そんなデス装備に身を固めつつ一同は山へと向かう。
「今度は鬼人か‥‥面白い‥‥如何なるキメラであろうと斬り捨てるのみだ‥‥」
土が剥き出しになっている山道、吹き荒ぶ風に黒衣を翻し八神零(
ga7992)が呟いた。
「お肉の味濃い目にしてきたんですけど小鬼さん達、美味しそうに思ってくれますかね〜っ♪」
ビーフシチューの入った容器を手にシエラがほのぼのと言っている。
「鬼人は恐らく雑食‥‥しかし、襲撃を繰り返す事から肉を好むと見る‥‥」
冷静に分析して八神。
「なるほどなのです。お肉多めで良かったですよ〜っ」
とシエラ。
「それにしても、時々街道に出て人を襲うなぞ、中途半端じゃのう。人を襲うは困るが、気張りようが足らん鬼人じゃな」
秘色が杓文字片手にそんな事を言っている。
「‥‥確かに、ふと思ったんですけど、夜行性の街道荒しってかなり閑職では?」
瓜生が小首を傾げ疑問を洩らす。
「うーん、昼間担当のキメラも別にいるんじゃないでしょうか? 鳥とか」
ナオ・タカナシが少し考えてから言う。つでにこの現代、陸海四方の道が交わるマドラガン周辺は夜でも十分以上の物流がある。トラックの運ちゃんは闇夜を疾走するものだ。
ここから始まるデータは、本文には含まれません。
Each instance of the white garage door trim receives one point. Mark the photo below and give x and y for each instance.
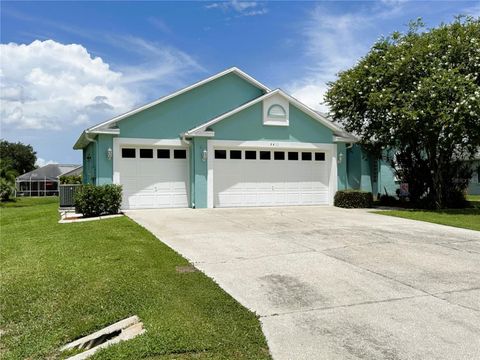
(330, 149)
(119, 143)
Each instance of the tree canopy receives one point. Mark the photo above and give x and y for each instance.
(18, 157)
(418, 93)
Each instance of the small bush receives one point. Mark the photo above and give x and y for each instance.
(71, 179)
(7, 189)
(91, 200)
(353, 199)
(388, 200)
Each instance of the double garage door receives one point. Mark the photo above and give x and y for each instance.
(270, 177)
(158, 177)
(154, 177)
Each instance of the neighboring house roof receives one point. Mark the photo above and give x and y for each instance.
(77, 171)
(202, 129)
(48, 172)
(103, 127)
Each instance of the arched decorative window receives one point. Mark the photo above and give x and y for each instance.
(277, 111)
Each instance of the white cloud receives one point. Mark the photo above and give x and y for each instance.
(42, 162)
(332, 43)
(242, 8)
(49, 85)
(335, 42)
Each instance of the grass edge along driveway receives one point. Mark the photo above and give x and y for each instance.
(468, 218)
(63, 281)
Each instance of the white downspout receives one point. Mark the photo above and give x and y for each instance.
(192, 181)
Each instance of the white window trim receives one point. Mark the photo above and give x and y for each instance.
(329, 149)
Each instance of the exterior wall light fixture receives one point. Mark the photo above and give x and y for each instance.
(340, 158)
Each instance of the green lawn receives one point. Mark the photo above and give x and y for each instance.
(465, 218)
(62, 281)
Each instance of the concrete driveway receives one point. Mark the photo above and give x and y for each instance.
(330, 283)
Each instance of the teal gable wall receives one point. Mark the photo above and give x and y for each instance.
(105, 166)
(188, 110)
(248, 125)
(97, 169)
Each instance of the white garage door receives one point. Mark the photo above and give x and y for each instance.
(153, 177)
(270, 177)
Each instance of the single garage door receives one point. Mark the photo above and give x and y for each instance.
(153, 177)
(270, 177)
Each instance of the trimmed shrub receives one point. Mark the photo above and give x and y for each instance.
(388, 200)
(353, 199)
(7, 189)
(91, 200)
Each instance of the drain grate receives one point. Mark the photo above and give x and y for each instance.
(120, 331)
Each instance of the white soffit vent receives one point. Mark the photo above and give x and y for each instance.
(276, 111)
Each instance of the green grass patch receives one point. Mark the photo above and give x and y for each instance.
(464, 218)
(60, 282)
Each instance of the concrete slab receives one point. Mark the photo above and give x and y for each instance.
(333, 283)
(294, 282)
(417, 328)
(431, 268)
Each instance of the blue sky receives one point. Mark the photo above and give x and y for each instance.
(68, 65)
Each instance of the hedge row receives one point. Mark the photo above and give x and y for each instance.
(91, 200)
(353, 199)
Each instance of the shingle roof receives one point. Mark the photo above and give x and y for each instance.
(48, 172)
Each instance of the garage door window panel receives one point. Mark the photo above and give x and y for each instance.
(306, 156)
(220, 154)
(265, 155)
(146, 153)
(279, 155)
(235, 154)
(163, 153)
(292, 155)
(179, 154)
(128, 153)
(250, 155)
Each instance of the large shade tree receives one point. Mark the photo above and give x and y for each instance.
(417, 95)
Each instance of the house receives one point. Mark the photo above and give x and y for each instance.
(474, 185)
(43, 181)
(227, 141)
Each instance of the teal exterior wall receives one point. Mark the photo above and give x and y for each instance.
(198, 173)
(89, 164)
(354, 155)
(97, 169)
(474, 185)
(342, 183)
(248, 125)
(359, 170)
(386, 179)
(105, 166)
(188, 110)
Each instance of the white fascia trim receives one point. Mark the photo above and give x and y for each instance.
(201, 134)
(148, 142)
(331, 149)
(291, 100)
(344, 139)
(181, 91)
(104, 131)
(204, 126)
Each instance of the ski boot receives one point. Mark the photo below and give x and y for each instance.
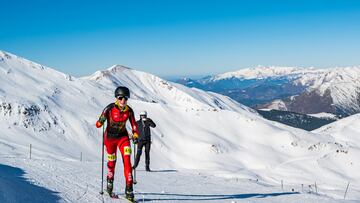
(110, 186)
(129, 193)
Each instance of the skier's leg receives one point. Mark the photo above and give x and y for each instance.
(125, 149)
(147, 155)
(111, 156)
(124, 146)
(138, 154)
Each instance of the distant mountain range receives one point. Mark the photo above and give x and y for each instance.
(300, 90)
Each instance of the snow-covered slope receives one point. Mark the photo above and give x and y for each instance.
(196, 130)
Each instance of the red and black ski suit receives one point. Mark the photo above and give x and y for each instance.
(116, 136)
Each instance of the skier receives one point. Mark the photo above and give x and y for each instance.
(116, 136)
(144, 124)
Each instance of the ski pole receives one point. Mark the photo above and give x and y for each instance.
(102, 165)
(134, 162)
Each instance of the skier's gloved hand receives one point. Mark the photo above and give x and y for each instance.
(101, 121)
(135, 136)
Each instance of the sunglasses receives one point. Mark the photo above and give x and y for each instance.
(121, 98)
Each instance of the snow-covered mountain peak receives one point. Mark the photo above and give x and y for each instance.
(261, 72)
(98, 75)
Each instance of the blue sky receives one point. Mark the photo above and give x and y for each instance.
(168, 37)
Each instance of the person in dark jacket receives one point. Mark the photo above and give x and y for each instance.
(144, 139)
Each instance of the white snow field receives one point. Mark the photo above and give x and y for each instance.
(205, 148)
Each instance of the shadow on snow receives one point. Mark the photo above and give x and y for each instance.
(205, 197)
(14, 187)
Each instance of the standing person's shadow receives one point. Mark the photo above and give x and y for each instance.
(196, 197)
(15, 188)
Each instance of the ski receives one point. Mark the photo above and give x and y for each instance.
(116, 196)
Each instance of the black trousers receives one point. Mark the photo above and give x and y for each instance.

登山すること数時間、やがて一同は目的の洞窟付近までやってきた。
茂みの陰に隠れて様子を伺う。穴の前に鬼人が二匹立っている。体長は130センチのリオンより少し大きい程度、肌の色は赤で、簡素な腰布を巻いている。また腰に剣を佩き、小袋を提げていた。
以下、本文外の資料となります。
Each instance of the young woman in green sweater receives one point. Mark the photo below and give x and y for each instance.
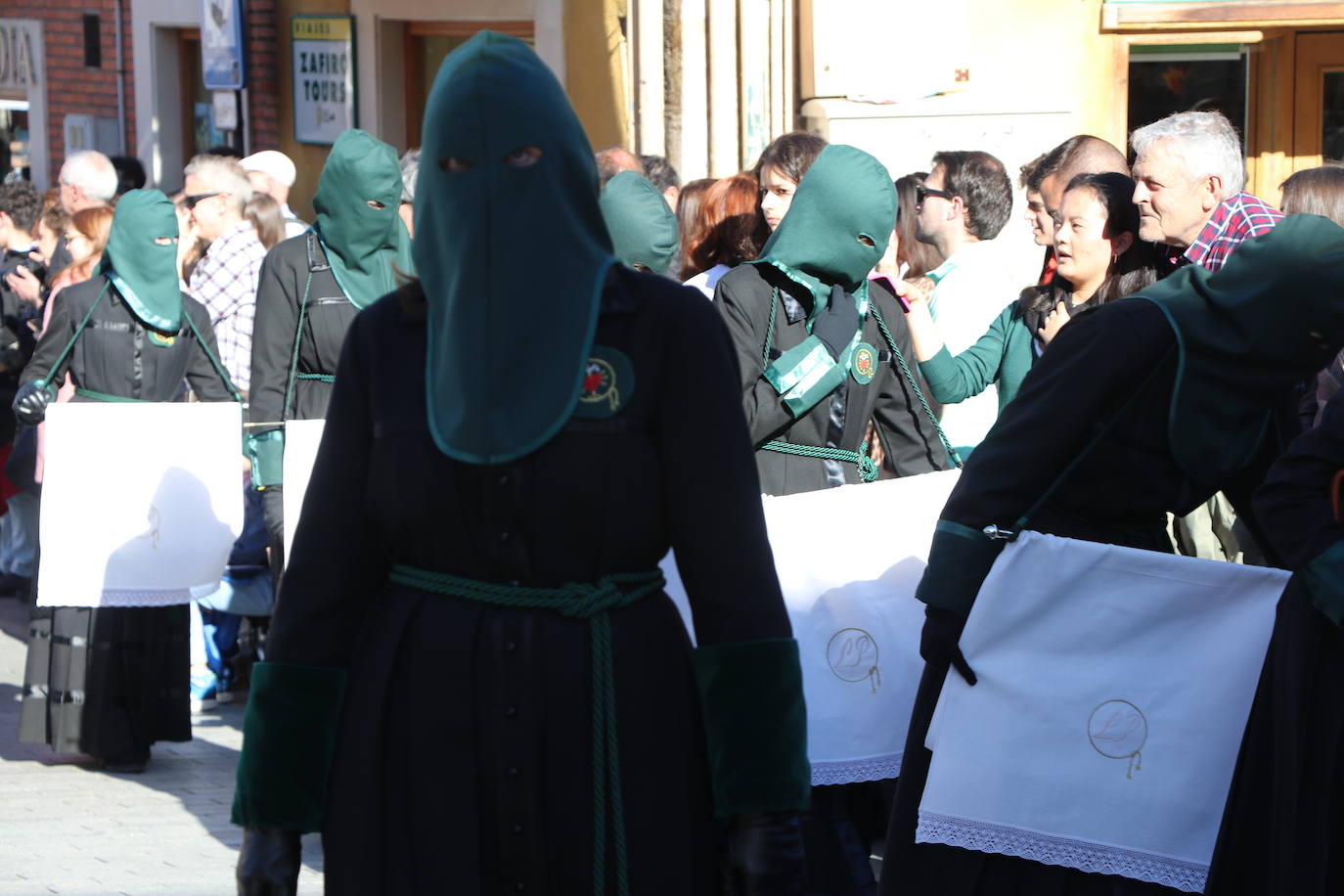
(1100, 258)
密かに風上へと移動するとビーフシチューと肉を地面へとばらまいた。シチューの美味そうな匂いが漂ってゆく。
鬼人達が反応した。何やらフガフガと鳴き声を交わしている。やがて一匹が撒餌の方へとやってきた。一匹は穴の前に留まっている。
餌へと歩いてゆく鬼の横合い、茂みの陰から雷が足払いを繰り出した。赤壁が展開する。が、衝撃は通る。鬼が呻きをあげてバランスを崩す。蓮沼と増田が先手必勝を発動させて飛び出し、太刀を振って鬼を大地に突き倒した。咆哮が上がる。即、途絶えた。倒れた鬼の首に雷のコンユンクシオが叩き込まれていた。
「潰れちまいな!」
三人の剣士はさらに乱打して完殺する。
洞窟の前の歩哨にはナオとシエラが練力を全開にして弓矢で攻撃を仕掛けていた。共に即射を発動し、眼にも止まらぬ速さで次々と射る。凶悪な殺傷能力を秘めた煌きの流星が襲いかかった。それ対して鬼人が叫びをあげるよりも早く、ナオ・タカナシの豪矢が鬼の喉元を貫き通していた。構造上、急所は人と似通っているようだ。喉をやられては叫べない。喉元を抑えながら鬼人は仰向けに倒れ、動かなくなる。
ラピスが洞窟前の歩哨に近寄って生死を確認する。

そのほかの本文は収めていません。